A year since the CPTPP came into effect, Vietnam had seen strong growth in exports to some CPTPP member countries, but not all.

Last year, export value surged by 28.2 per cent year-on-year to $3.86 billion to Canada, 26.8 per cent to $2.84 billion to Mexico, 20.5 per cent to $1 billion to Chile and 40 per cent to $350 million to Peru.

Vietnam had a slight increase at 1.1 per cent in export value to Singapore and faced export value reduction to some other CPTPP countries, such as Australia (down 12 per cent to $3.5 billion) and Malaysia (down three per cent to $3.3 billion).

Vietnam Chamber of Commerce and Industry (VCCI) chairman Vu Tien Loc said the first impact of the CPTPP for Vietnam was to accelerate reform in institutions, meeting requirements of the global economy and trade.

However, in a VCCI survey of 8,600 local enterprises, up to 70 per cent of them had little knowledge of the CPTPP.

This survey has also pointed out that 84 per cent of the enterprises lacked information about the commitments in the free trade agreement.

Meanwhile, textile, footwear, fisheries and wooden products were considered commodities that would have a lot of opportunities to boost exports thanks to tariff rules in the agreement, but it hasn’t turned out that way.

Vietnam National Textile and Garment Group director-general Le Tien Truong said the textile and garment industry has not taken full advantages from the CPTPP to increase exports because of issues meeting rules of origin in the agreement.
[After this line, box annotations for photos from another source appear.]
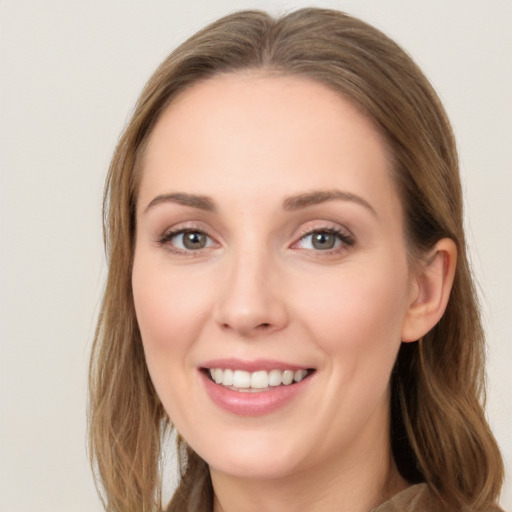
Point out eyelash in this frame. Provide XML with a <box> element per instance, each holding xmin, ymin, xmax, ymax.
<box><xmin>157</xmin><ymin>226</ymin><xmax>355</xmax><ymax>257</ymax></box>
<box><xmin>293</xmin><ymin>227</ymin><xmax>355</xmax><ymax>256</ymax></box>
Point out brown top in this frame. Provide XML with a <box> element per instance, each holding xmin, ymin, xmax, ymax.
<box><xmin>371</xmin><ymin>484</ymin><xmax>436</xmax><ymax>512</ymax></box>
<box><xmin>370</xmin><ymin>484</ymin><xmax>503</xmax><ymax>512</ymax></box>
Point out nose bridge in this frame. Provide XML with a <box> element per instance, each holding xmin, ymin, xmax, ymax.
<box><xmin>217</xmin><ymin>239</ymin><xmax>287</xmax><ymax>336</ymax></box>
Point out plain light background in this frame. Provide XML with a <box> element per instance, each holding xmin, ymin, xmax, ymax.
<box><xmin>0</xmin><ymin>0</ymin><xmax>512</xmax><ymax>512</ymax></box>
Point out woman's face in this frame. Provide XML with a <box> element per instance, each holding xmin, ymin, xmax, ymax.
<box><xmin>132</xmin><ymin>73</ymin><xmax>415</xmax><ymax>478</ymax></box>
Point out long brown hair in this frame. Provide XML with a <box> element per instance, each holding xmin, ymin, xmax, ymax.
<box><xmin>89</xmin><ymin>8</ymin><xmax>503</xmax><ymax>512</ymax></box>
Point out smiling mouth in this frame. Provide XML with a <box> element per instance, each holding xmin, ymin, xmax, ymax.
<box><xmin>203</xmin><ymin>368</ymin><xmax>315</xmax><ymax>393</ymax></box>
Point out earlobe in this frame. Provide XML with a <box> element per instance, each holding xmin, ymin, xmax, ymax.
<box><xmin>402</xmin><ymin>238</ymin><xmax>457</xmax><ymax>342</ymax></box>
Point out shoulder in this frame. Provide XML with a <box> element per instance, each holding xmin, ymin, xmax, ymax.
<box><xmin>371</xmin><ymin>484</ymin><xmax>436</xmax><ymax>512</ymax></box>
<box><xmin>370</xmin><ymin>484</ymin><xmax>503</xmax><ymax>512</ymax></box>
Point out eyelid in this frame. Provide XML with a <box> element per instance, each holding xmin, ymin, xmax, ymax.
<box><xmin>290</xmin><ymin>222</ymin><xmax>356</xmax><ymax>256</ymax></box>
<box><xmin>156</xmin><ymin>222</ymin><xmax>220</xmax><ymax>256</ymax></box>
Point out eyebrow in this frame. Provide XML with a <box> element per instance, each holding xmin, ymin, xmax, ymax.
<box><xmin>144</xmin><ymin>192</ymin><xmax>217</xmax><ymax>213</ymax></box>
<box><xmin>283</xmin><ymin>190</ymin><xmax>377</xmax><ymax>217</ymax></box>
<box><xmin>144</xmin><ymin>190</ymin><xmax>377</xmax><ymax>217</ymax></box>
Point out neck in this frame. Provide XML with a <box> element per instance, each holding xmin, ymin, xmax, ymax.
<box><xmin>210</xmin><ymin>418</ymin><xmax>408</xmax><ymax>512</ymax></box>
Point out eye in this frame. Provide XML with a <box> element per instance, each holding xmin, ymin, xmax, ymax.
<box><xmin>296</xmin><ymin>229</ymin><xmax>354</xmax><ymax>251</ymax></box>
<box><xmin>160</xmin><ymin>229</ymin><xmax>214</xmax><ymax>252</ymax></box>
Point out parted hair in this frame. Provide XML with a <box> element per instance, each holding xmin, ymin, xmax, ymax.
<box><xmin>89</xmin><ymin>8</ymin><xmax>503</xmax><ymax>512</ymax></box>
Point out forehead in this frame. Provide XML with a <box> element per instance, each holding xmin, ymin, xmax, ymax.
<box><xmin>140</xmin><ymin>72</ymin><xmax>395</xmax><ymax>222</ymax></box>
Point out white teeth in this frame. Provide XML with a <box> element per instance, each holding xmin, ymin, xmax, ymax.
<box><xmin>251</xmin><ymin>371</ymin><xmax>268</xmax><ymax>389</ymax></box>
<box><xmin>293</xmin><ymin>370</ymin><xmax>308</xmax><ymax>382</ymax></box>
<box><xmin>213</xmin><ymin>368</ymin><xmax>222</xmax><ymax>384</ymax></box>
<box><xmin>283</xmin><ymin>370</ymin><xmax>294</xmax><ymax>386</ymax></box>
<box><xmin>206</xmin><ymin>368</ymin><xmax>308</xmax><ymax>390</ymax></box>
<box><xmin>233</xmin><ymin>370</ymin><xmax>251</xmax><ymax>388</ymax></box>
<box><xmin>268</xmin><ymin>370</ymin><xmax>283</xmax><ymax>386</ymax></box>
<box><xmin>222</xmin><ymin>370</ymin><xmax>233</xmax><ymax>386</ymax></box>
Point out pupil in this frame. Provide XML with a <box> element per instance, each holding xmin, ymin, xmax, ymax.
<box><xmin>183</xmin><ymin>231</ymin><xmax>206</xmax><ymax>249</ymax></box>
<box><xmin>313</xmin><ymin>233</ymin><xmax>336</xmax><ymax>250</ymax></box>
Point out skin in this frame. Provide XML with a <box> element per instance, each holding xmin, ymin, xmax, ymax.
<box><xmin>132</xmin><ymin>73</ymin><xmax>455</xmax><ymax>512</ymax></box>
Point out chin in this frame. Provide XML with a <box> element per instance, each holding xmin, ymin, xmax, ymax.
<box><xmin>198</xmin><ymin>437</ymin><xmax>308</xmax><ymax>480</ymax></box>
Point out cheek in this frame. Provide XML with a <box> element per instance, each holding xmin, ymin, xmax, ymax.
<box><xmin>132</xmin><ymin>255</ymin><xmax>209</xmax><ymax>355</ymax></box>
<box><xmin>294</xmin><ymin>262</ymin><xmax>407</xmax><ymax>373</ymax></box>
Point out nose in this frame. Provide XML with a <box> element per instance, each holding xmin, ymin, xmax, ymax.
<box><xmin>215</xmin><ymin>250</ymin><xmax>288</xmax><ymax>338</ymax></box>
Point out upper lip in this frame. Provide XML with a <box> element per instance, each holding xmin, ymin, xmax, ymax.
<box><xmin>200</xmin><ymin>358</ymin><xmax>312</xmax><ymax>372</ymax></box>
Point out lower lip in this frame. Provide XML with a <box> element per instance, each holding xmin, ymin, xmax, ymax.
<box><xmin>200</xmin><ymin>372</ymin><xmax>311</xmax><ymax>416</ymax></box>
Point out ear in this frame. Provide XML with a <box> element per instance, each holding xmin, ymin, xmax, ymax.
<box><xmin>402</xmin><ymin>238</ymin><xmax>457</xmax><ymax>342</ymax></box>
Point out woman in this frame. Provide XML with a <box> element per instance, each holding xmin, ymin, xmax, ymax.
<box><xmin>90</xmin><ymin>9</ymin><xmax>503</xmax><ymax>512</ymax></box>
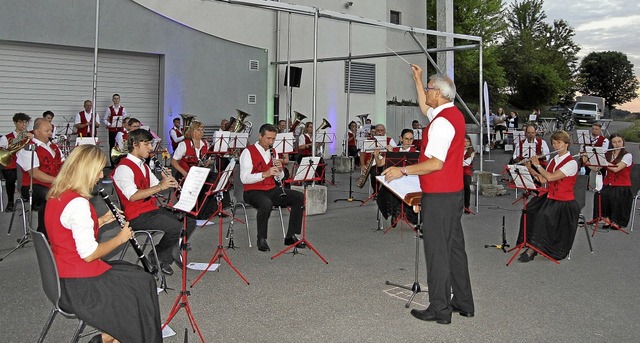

This agreement requires certification on local origin from yarn onward to enjoy preferential tariffs, while the domestic textile and garment industry annually imports about 99 per cent of cotton and 80 per cent of fabric for its production, he said.

Last year, the textile and garment industry spent $13.3 billion on fabric imports, up four per cent year-on-year, $2.4 billion on yarn imports and $2.6 billion on cotton imports, Import-Export Department data shows.

The industry achieved a total export value of $39 billion last year, lower than expected.

Vietnam Textile and Apparel Association chairman Vu Duc Giang admitted that importing input materials has made local producers struggle to take advantage of free trade agreements like the CPTPP.

Giang was quoted by the Dau tu (Investment) newspaper as saying that the biggest challenge for the textile industry was input materials, because it still has to import materials for annual production.

The industry needs the government’s help to build industrial clusters on production of materials for the textile and garment industry, he said.